California meltdown

A (bi-)weekly flyover of the state budget crisis

All those furlough days are saving state government money, right? Well, not always. Turns out some of the furloughs are, to use the old expression, “penny wise, pound foolish.” Read on.

Oct. 14: The Los Angeles Times reports that, according to a state Senate report, furlough-induced staff shortages at state prisons and other around-the-clock state institutions are forcing tens of thousands of employees to work on their furlough days—and to be paid with IOUs that will be costly to taxpayers. In some cases—the prison health-care system, for example—the furloughs are actually costing the state tens of millions of dollars in the form of overtime and the use of private nurses and doctors.

Oct. 15: The Sacramento Business Journal reports that, on Oct. 13, the California Medical Association filed a lawsuit in San Francisco Superior Court alleging that Gov. Arnold Schwarzenegger overstepped his authority when he imposed mandatory furloughs for the Medical Board of California. The lawsuit contends that the furloughs are delaying the licensing of 7,200 physicians, as well as malpractice investigations, and are illegal because the board is funded through physician licensing fees, not the state general fund.

Oct. 19: District Court Judge Claudia Wilken freezes the state’s plan to cut or reduce caregiver services for some 136,000 disabled and low-income seniors, pending further hearings on arguments against the methods the state used to select the affected recipients. The cuts are intended to reduce the state budget by $82.1 million.

Oct. 20: The California Redevelopment Association files suit in Sacramento Superior Court to block the state Finance Department from carrying out a $2.05 billion shift, over two years, of tax-increment funds from local redevelopment agencies to the state. The association prevailed last month in a lawsuit challenging 2008-09 budget language that would have shifted $350 million to the state.

Oct. 20: On the same day the above lawsuit was filed, a coalition representing local government and the transportation and public-transit sectors submitted an initiative to the Attorney General’s Office that seeks to block the state from borrowing or redirecting local governments’ transportation funding.
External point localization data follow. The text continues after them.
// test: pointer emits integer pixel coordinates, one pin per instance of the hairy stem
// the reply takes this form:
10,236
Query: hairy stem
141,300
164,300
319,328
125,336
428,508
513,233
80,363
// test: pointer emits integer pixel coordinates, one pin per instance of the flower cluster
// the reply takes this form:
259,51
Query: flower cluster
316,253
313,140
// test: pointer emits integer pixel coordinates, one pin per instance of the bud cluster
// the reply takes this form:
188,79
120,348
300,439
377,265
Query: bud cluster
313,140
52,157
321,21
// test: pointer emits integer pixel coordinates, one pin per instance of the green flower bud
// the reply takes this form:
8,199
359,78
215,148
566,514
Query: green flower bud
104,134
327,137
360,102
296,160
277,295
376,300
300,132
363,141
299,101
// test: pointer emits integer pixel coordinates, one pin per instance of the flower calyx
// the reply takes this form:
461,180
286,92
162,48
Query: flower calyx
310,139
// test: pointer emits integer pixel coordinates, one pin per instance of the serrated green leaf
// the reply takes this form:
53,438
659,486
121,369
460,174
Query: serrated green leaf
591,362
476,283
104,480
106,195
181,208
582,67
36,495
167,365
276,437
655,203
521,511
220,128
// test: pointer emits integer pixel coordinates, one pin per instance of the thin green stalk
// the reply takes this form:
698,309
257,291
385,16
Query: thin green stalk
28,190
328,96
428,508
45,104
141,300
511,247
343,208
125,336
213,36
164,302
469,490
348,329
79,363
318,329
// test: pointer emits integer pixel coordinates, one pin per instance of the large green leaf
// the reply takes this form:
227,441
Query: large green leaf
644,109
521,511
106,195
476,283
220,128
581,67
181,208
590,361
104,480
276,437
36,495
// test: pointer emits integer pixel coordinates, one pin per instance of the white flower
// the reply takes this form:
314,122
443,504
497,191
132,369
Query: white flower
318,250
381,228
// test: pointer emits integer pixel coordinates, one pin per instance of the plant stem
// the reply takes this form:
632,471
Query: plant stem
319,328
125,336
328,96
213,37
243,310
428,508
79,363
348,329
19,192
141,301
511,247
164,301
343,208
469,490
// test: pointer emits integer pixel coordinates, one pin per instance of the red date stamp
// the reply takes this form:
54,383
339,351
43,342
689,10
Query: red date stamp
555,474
As part of the July budget revision, the state is planning to borrow $2 billion from local governments, to be paid back with interest by 2013.

Oct. 21: During a bill signing to reinstate $16.3 million in domestic-violence funding, Gov. Schwarzenegger blasts federal judges who are blocking California’s cutbacks. The judges, he said, “are going absolutely crazy” and preventing the state from solving its fiscal crisis.
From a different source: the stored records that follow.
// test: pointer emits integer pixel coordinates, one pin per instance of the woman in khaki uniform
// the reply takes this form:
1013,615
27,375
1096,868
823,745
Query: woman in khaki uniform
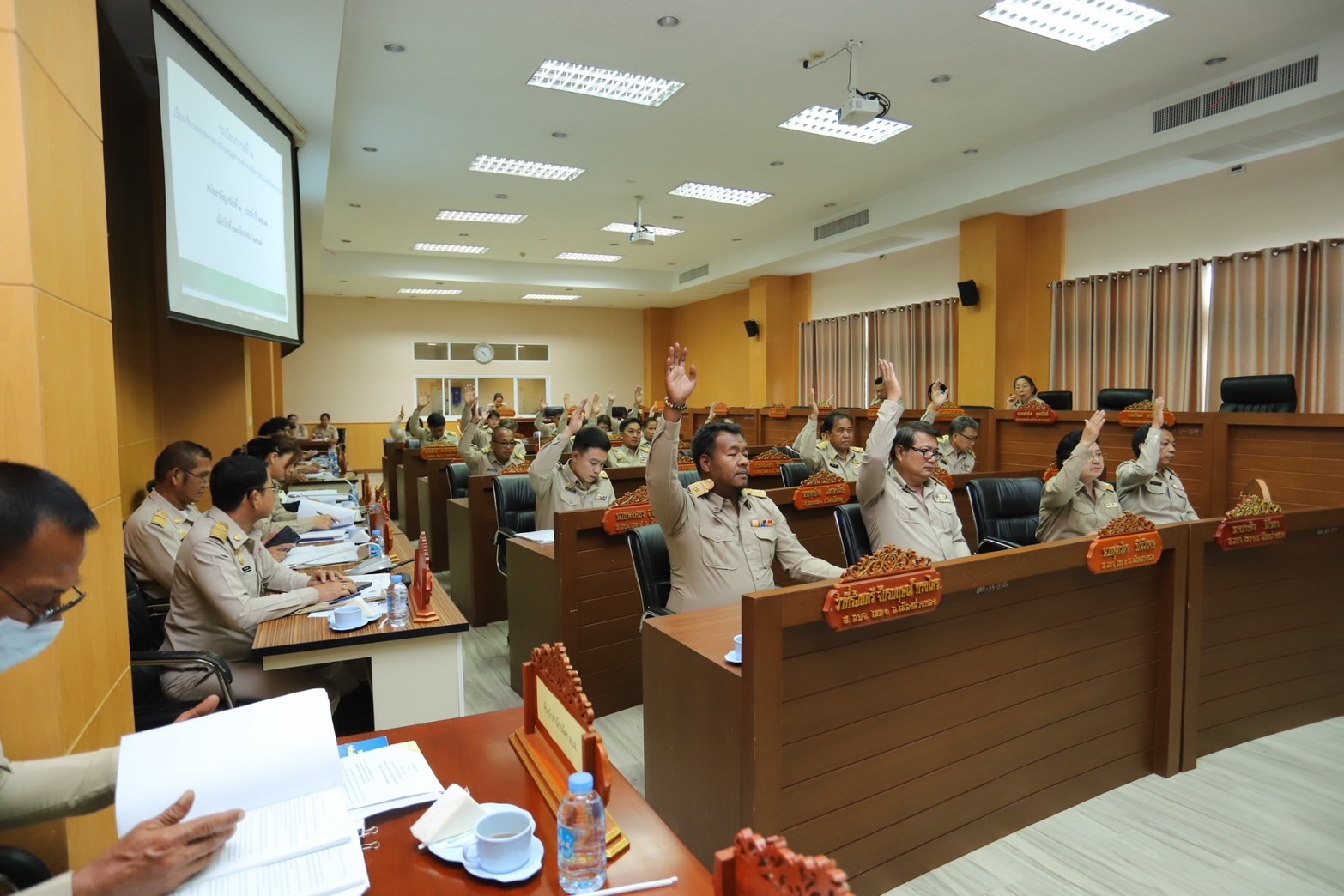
1075,503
Oct. 21: The three federal judges who earlier ordered the state to release some 40,000 prisoners to relieve overcrowding reject a Schwarzenegger administration proposal that instead would have cut the prison population by 18,000. The judges noted that the governor had previously advocated a plan to release 37,000 inmates over two years by such measures as home detention and sentencing changes. They gave the administration until Nov. 12 to come up with a new plan if it doesn’t want the courts taking over the prisons.

Oct. 22: The U.S. 9th Circuit Court of Appeals hears a lawsuit charging that California is in violation of the federal stimulus act and other federal laws in permanently eliminating nine Medi-Cal benefits for adults, including dental and podiatry services effective July 1.